DocT5Query
DocT5Query
DocT5Query (also known as doc2query—) is a document expansion method that uses a sequence-to-sequence model (specifically T5) to generate synthetic queries for a document. These generated queries are appended to the document text before indexing with a standard sparse retriever like BM25.
Bridging the Vocabulary Gap
Traditional lexical search requires exact term overlap. DocT5Query predicts what questions a document might answer. By adding these predicted questions (and their vocabulary) to the document, the model helps bridge the gap between user queries and document language, effectively performing “expansion at index time.”
Key Mechanism
- Training: A T5 model is trained on a dataset of (Query, Document) pairs to predict the query given the document.

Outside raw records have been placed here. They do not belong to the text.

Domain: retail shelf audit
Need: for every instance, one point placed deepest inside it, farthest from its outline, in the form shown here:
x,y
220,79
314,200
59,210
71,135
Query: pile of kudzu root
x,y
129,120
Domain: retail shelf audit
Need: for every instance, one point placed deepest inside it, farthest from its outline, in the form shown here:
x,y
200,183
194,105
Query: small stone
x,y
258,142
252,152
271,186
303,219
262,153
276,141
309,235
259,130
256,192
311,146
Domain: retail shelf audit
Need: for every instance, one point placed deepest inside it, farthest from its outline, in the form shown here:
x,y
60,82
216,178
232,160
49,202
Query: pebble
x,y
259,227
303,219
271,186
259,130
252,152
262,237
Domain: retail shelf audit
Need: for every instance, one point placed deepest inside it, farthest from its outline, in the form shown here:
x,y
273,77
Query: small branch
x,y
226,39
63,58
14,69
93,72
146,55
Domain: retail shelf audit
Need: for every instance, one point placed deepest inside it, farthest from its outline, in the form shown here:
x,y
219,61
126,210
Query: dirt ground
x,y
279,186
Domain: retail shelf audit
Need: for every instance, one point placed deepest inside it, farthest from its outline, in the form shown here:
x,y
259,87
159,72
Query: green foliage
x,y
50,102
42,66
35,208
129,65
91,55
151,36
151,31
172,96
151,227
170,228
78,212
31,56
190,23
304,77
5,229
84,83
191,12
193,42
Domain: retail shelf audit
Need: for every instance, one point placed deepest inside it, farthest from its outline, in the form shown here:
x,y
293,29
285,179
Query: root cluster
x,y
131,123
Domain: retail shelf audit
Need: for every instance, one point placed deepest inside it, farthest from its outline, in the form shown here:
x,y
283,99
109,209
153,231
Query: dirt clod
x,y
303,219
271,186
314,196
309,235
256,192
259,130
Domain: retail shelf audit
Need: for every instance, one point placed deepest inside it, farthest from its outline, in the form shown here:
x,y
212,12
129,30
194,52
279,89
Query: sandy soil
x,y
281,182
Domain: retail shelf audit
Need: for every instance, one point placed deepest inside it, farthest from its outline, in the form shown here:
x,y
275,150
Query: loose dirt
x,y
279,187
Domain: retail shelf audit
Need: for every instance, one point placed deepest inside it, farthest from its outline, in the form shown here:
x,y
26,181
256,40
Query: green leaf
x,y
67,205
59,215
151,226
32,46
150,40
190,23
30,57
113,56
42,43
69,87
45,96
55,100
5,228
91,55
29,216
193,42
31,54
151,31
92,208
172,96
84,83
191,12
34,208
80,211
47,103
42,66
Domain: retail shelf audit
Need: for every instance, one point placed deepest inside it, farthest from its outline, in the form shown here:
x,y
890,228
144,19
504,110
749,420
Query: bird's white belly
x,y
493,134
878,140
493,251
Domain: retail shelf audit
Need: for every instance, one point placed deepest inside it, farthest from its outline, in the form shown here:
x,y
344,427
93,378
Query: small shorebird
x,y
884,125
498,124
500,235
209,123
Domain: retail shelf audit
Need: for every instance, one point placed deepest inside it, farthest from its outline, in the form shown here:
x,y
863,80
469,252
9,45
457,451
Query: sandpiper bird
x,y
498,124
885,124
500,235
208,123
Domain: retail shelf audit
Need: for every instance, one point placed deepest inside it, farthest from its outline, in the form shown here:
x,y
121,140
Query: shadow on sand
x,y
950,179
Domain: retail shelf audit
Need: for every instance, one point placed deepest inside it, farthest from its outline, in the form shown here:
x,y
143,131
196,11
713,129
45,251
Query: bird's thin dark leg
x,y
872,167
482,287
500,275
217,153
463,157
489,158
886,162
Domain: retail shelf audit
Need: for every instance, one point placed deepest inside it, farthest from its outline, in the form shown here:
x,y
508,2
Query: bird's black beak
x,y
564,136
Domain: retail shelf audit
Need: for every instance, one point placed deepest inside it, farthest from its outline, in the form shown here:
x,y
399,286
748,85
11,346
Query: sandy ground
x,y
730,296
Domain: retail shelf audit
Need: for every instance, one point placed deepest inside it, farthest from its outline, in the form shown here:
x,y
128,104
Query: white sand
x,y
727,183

- Generation: For every document in the collection, the model generates (e.g., 40-80) synthetic queries.
- Appending: The generated queries are concatenated to the original document text.
- Indexing: The expanded documents are indexed using a traditional inverted index (e.g., Lucene, Pyserini).
Connections
- Extends: BM25 by adding semantic context via expansion.
- Comparison: Unlike DeepCT, which re-weights existing terms, DocT5Query adds new terms.
- Complementary to: Neural Reranking, where DocT5Query provides a better set of initial candidates.